You might have heard a pin drop in the room, so utter was the silence that followed Captain Ernscliffe's bold declaration.

Sydney remained crouching in her chair, watching the two chief actors in this drama in real life, with wild, fascinated eyes, feeling that her whole future hung trembling in the balance on the answer that must fall from her sister's lips.

Queenie seemed stricken dumb by the words of Captain Ernscliffe. She stared at him speechlessly, her white teeth buried in her crimson lips, her hands clenched tightly together.

"Queenie, you cannot deny it," he went on passionately, seeing that she could not, or would not speak. "Although I thought you dead, although the last time I beheld your sweet face it was under the shadow of the coffin-lid, yet I could swear that the lost bride whom I deemed an angel in Heaven, still walks the earth under the name of Reine De Lisle!"

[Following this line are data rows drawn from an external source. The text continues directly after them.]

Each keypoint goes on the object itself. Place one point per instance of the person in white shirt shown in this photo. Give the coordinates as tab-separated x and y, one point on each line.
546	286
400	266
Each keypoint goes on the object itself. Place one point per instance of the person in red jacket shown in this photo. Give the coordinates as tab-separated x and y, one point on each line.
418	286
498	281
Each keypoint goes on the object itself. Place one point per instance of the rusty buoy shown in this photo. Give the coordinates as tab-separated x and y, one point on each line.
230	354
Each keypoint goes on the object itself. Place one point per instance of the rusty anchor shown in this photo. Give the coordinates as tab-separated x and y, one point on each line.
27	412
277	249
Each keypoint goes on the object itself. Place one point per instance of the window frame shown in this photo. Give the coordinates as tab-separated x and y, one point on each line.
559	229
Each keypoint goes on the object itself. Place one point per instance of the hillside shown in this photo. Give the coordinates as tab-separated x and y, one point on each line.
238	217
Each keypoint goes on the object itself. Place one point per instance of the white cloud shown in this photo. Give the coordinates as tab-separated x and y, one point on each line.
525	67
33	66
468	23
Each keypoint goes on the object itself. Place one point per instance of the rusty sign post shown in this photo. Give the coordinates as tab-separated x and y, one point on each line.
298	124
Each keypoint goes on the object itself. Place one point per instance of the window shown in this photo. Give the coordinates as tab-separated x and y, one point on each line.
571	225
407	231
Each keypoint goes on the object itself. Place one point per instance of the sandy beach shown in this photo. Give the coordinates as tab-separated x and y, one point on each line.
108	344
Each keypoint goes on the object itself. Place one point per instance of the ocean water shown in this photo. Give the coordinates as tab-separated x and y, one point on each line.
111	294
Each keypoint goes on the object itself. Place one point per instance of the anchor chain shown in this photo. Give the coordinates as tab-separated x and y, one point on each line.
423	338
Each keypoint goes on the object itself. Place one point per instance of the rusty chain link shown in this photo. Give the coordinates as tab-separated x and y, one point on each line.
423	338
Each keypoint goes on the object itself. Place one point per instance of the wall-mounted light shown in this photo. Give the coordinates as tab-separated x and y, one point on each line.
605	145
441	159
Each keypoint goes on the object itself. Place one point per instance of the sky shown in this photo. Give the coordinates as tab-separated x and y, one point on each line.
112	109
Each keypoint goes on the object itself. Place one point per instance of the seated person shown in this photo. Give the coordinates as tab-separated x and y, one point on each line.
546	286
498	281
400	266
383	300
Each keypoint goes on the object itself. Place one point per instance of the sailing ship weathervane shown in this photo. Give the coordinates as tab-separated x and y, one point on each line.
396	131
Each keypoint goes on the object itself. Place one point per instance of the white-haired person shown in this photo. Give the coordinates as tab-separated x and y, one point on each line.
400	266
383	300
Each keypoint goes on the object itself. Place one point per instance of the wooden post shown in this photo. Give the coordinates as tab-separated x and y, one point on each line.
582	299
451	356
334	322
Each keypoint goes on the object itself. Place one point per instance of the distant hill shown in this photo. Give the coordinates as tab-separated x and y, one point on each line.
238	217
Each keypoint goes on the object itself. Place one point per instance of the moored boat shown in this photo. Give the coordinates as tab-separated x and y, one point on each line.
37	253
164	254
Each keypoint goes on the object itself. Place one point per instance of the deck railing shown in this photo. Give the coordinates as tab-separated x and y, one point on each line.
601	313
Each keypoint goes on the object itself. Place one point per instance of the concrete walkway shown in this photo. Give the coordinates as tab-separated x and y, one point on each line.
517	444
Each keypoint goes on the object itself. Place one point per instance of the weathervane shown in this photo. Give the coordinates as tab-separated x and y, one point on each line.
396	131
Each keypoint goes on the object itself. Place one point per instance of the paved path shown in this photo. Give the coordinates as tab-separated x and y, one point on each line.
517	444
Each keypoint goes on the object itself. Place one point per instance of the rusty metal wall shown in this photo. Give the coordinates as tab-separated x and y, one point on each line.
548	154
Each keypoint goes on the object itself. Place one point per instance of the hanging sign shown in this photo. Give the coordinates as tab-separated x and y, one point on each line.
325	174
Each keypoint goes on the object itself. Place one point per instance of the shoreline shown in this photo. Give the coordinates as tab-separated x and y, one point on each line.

Still she did not answer, still she stood there pale and statue-like, all the life that was left in her seeming concentrated in the burning gaze she fixed upon his face.

He ventured to come a little nearer, he touched the white, jeweled hands that were locked so tightly together. He altogether forgot Sydney crouching silently in the great arm-chair. He took up a long, curling tress of the golden hair and pressed it to his lips.

"My darling!" he cried, "speak to me! Tell me by what strange mystery you were resurrected and restored to my heart! Why have you remained so long away from me?"

The touch of his hands and lips seemed to galvanize her into life. She pushed him away and sprang to Sydney's side.